[Theforum] evoltspotting

rudy r937 at interlog.com
Wed Jun 12 12:18:18 CDT 2002


matt (metafilter) haughey, in an extremely active thread on Webdesign-L
resulting from the wasp2 launch --


-----Original Message-----
From: Matthew Haughey <matt at haughey.com>
To: Web Design <list at webdesign-l.com>
Date: June 12, 2002 12:46
Subject: [WD]: The top myths of Web standards

Coming back from a long vacation and catching up on the 300+ messages I
missed in the past week, I noticed a recurring trend in postings that
warrants mention, as I think it could really help out the Webstandards
project and the web as a whole.

I'm surprised to see a few people I respect as designers and developers
that are showing some reluctance to embracing standards, or incorrectly
assuming any number of misconceptions about standards, such as "if site =
100% standards code, then site doesn't work in every browser and looks
ugly."

A suggested remedy: in addition to communicating the clear benefits of
writing standardized code (we've gone over almost all of them in the past
two days) on this list and elsewhere, it is imperative to speak to the fear
that designers and developers on this list feel when they are told it is in
everyone's best interests that they re-learn how to do things. I've seen it
in all sorts of vocations and I'm seeing it now in web design. Even the
most seasoned web veterans will approach a call to read up on new
developments and rethink how they've done things for years with some
caution (and in some cases fear they may fall behind).

Laurel W. LaFey's message from 24 hours ago echoed what I hear from
developers I've worked with that don't understand web standards, the
benefits of it, or why they should go to the trouble of following
standards. Frankly, I'd put myself in that group, circa 1998. Back then I
thought that web standards did equal ugly sites (for a variety of reasons,
mostly because the sample content I saw was quite simple and CSS support
was terrible back then). I was also erroneously convinced that coding to
standards was "extra work" for me to do (I quickly learned that coding to
standards usually required less code and once I learned how to do it, I was
much faster).

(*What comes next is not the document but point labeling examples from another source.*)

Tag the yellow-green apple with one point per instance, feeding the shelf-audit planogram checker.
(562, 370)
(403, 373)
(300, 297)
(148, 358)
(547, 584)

There was also a stigma attached to standards back then that
was very close to zealotry; the people that shouted about web standards
back then seemed like anal-retentive freaks that spent far too much time
arguing about attributes that didn't matter in the latest windows IE
browser of the day (I eventually learned why this was both short-sighted of
me and a bad interpretation of what I read, and what benefits sticking to
standards offered; I also hope that's not how people like Steve Champeon,
Eric Meyer, and Scott Lepera come off today).

It took me about a year of experimenting to come around to the other side
of things, and I'm surprised to hear people holding the same views today,
but I can certainly understand the point of view. Perhaps what is needed is
an all-encompassing document that speaks to the common myths and
misconceptions we're seeing repeated on this list. Something to the effect
of the following:

* Coding to standards means older browsers get left out.
There may have been a time when browser support was so poor and screeds
from impassioned developers stated that they didn't care about old browser
support, but the fact is that coding a site to HTML 4.01 or XHTML today
will function quite well in older browsers (including text-only browsers).
While this might leave out something like IFRAME use (which is in the 4.01
spec, but not supported in NN 4), the vast majority of web page
functionality is supported and exists both in the standard and most any
browser.

* Standards-compliant sites are ugly.
With CSS support in everything that came after Netscape 4 improving close
to 100% support for CSS-1, this is no longer the case. In 1998, the sites I
saw that demonstrated full standards support were boring documents that
looked like they were designed in 1994. Today that is not the case. I would
hold Evolt.org up as one of the most elegantly designed, standards
compliant sites around. It has a lot of things going on (forms, sidebars,
dynamic content, long blocks of content, directory sections, search
engines, etc) that could translate to any number of real-world websites and
it looks good doing it (it's also incredibly customizable through custom
display settings for members). Although running through a list of a dozen
tableless, CSS-only weblogs doesn't exactly equate with a commerce store's
interface or a general news site, there are certainly beautiful things out
there being done with standard code. Also, sites may not be pixel-for-pixel
perfect in browsers new and old alike, but that's OK.

* You will have to redo every site you've ever done and spend months
figuring out how to do this correctly. This one might have some truth to
it, but the benefits far, far outweigh the weekend you'll spend learning
how to use CSS for text-styling instead of <font>, and how a basic site can
benefit from CSS margins and widths and lose the spacer gifs. You won't
necessarily have to recode old work (especially if it's a client that's not
paying for it :), but it's a Good Idea to code every page you can from here
on out as close to standards as possible. My own sites (mostly older) lag a
bit here, but current client work is close to, if not at full, 100% support
for at least HTML 4.01 standards.

Steve and others here, you've seen a lot of opposing opinions and
misconceptions bandied about here, what other myths exist out there that
keep people from coding to proper HTML standards today?